Allí, al calor de la guerra fría y las ideologías totalitarias que ofrecían un nuevo mundo radiante, surgía una nueva floración de naciones sedientas de patriarcas novelistas, clones del viejo Víctor Hugo, oráculos de todos los saberes y las consignas, especies de dioses o ídolos falsos de barro aptos para amansar a muchedumbres necesitadas de papá, castradas de antemano, listas a obedecer, a admirar hasta el vómito al gran pelotudo genial, por lo regular gordo y encorbatado y amante de medrar al lado del tirano de turno. Todos esos novelistas patriarcas del Tercer Mundo, infalibles e infinitamente amados por sus súbditos eran la contraparte necesaria del dictador omnisciente u omnipotente. Stalin, Mao Tse Tung, Kim Il Sung, Fidel Castro, como en su tiempo Hitler o Mussolini, Pérez Jiménez, Trujillo, Batista, Perón, para sólo mencionar a unos cuantos, fueron el arquetipo ejemplar del Macho Anciano desmenuzado por el gran poeta chileno Pablo de Rokha.
En América Latina, de manera tardía en ese auge de energías nacionales tercermundistas, tuvimos derecho a nuestras dosis de Rómulo Gallegos, Miguel Ángel Asturias y Alejo Carpentier, y después de ídolos del «boom de la literatura latinoamericana» como García Márquez, Carlos Fuentes y Mario Vargas Llosa, o poetas nacionales como Pablo Neruda en Chile y Octavio Paz en México, todos ellos Papás Grandes todopoderosos colocados hasta la saciedad en el centro de las plazas o junto a la Catedral, en grandes imágenes iluminadas de Soles Rojos frente a las que la muchedumbre debía arrodillarse, babear y llorar.
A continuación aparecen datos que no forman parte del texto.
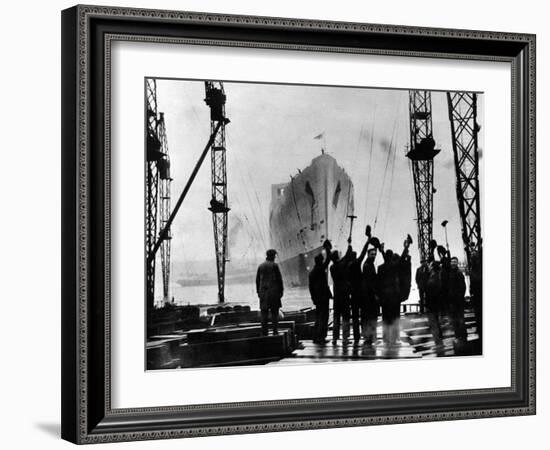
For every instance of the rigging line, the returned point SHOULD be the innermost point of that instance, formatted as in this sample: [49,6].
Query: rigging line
[252,210]
[255,191]
[297,213]
[385,174]
[390,190]
[353,171]
[371,145]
Y después de esa parodia anacrónica tardía de nuestros Víctor Hugos nacionales, para rematar el proceso de fin de la novela, ha llegado desde los grandes centros financieros al escenario latinoamericano el autor únicamente comercial que se vende como papas fritas o hamburguesas Mc Donald, tipo Isabel Allende o Pérez Reverte y que ya no representa a la nación sino a la empresa multinacional del caso: Santillana, Planeta o Random House Mondadori.
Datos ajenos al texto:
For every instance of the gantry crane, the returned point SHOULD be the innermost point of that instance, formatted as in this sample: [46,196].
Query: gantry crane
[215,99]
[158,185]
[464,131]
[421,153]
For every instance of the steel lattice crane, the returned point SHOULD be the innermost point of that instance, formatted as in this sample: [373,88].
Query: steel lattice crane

Ese el nuevo heraldo del fin: un novelista best-seller en serie que nace, crece, se reproduce y desecha con rapidez vertiginosa en las oficinas de contabilidad de las grandes editoriales y a quien supuestamente la muchedumbre debe hoy adorar como antes adoraba al Omnisciente y Omnipotente Autor de la Nación. Y este último engendro de impostura paraliteraria, sin tetas y sin paraíso, es la prueba tangible de que la novela murió y que por fortuna sólo tal vez queda la poesía, donde no hay nada que ganar, salvo sólo el olvido.